# Hardware acceleration of encrypted TCP / IP traffic classification using Machine Learning techniques

Samuel Picallo Martínez, Pedro Pérez Carballo, Antonio Núñez Ordóñez and Sonia Raquel León Martín IUMA, Institute for Applied Microelectronics, University of Las Palmas de Gran Canaria, Spain {spicallo,carballo,nunez,slmartin}@iuma.ulpgc.es

Abstract—Encryption methods adopted in TCP/IP based communications represent a challenge to traffic classification.

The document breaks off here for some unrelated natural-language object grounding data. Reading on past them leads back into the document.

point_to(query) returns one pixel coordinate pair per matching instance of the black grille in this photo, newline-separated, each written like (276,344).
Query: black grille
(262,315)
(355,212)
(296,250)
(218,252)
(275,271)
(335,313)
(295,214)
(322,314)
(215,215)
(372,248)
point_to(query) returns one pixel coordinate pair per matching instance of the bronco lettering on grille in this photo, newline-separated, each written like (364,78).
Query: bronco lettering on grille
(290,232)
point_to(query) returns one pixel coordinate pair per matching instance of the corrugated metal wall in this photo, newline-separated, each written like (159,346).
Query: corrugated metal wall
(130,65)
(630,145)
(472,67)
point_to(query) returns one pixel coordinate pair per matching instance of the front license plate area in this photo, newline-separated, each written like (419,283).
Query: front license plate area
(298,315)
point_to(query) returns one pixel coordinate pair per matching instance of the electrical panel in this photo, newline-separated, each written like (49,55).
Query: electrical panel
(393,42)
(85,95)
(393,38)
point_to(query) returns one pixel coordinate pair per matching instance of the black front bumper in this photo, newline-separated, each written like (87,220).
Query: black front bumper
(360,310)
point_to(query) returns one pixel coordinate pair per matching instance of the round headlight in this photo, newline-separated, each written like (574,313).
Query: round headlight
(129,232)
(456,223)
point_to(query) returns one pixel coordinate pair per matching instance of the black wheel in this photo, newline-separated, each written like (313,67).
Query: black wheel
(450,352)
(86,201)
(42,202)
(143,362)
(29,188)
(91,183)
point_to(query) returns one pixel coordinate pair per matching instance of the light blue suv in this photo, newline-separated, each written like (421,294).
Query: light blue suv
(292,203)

This scenario has encouraged an evolution from classic techniques towards statistical flow-based approaches. In this work it's proposed a solution based on a C5.0 Machine Learning Algorithm, as well as a hardware acceleration for its prediction stage. The accelerator is composed of parallel processing nodes capable of processing data from a streaming source in a pipelined fashion to use resources more efficiently and increase the achievable throughput. The results show that this system achieves a throughput 3 orders of magnitude higher than original C5.0 prediction software implementation.

Keywords- Encrypted traffic classification; Machine Learning; C5.0; Hardware acceleration; FPGA

## I. INTRODUCTION

Network traffic classification is an important but challenging task for network management and security. One of its main obstacles has been the proliferation of encryption systems in the different layers of the TCP / IP model. This has made ineffective the usual classic TCP / IP traffic classification techniques [1], [2]. One of the techniques widely used is DPI, based on the analysis of the payload of individual packets. This information is usually contained in the layer to be encrypted and has produced a change in the strategies used for traffic classification. In order to solve this problem, ML (Machine Learning) based techniques have emerged. These rely on flow statistical features.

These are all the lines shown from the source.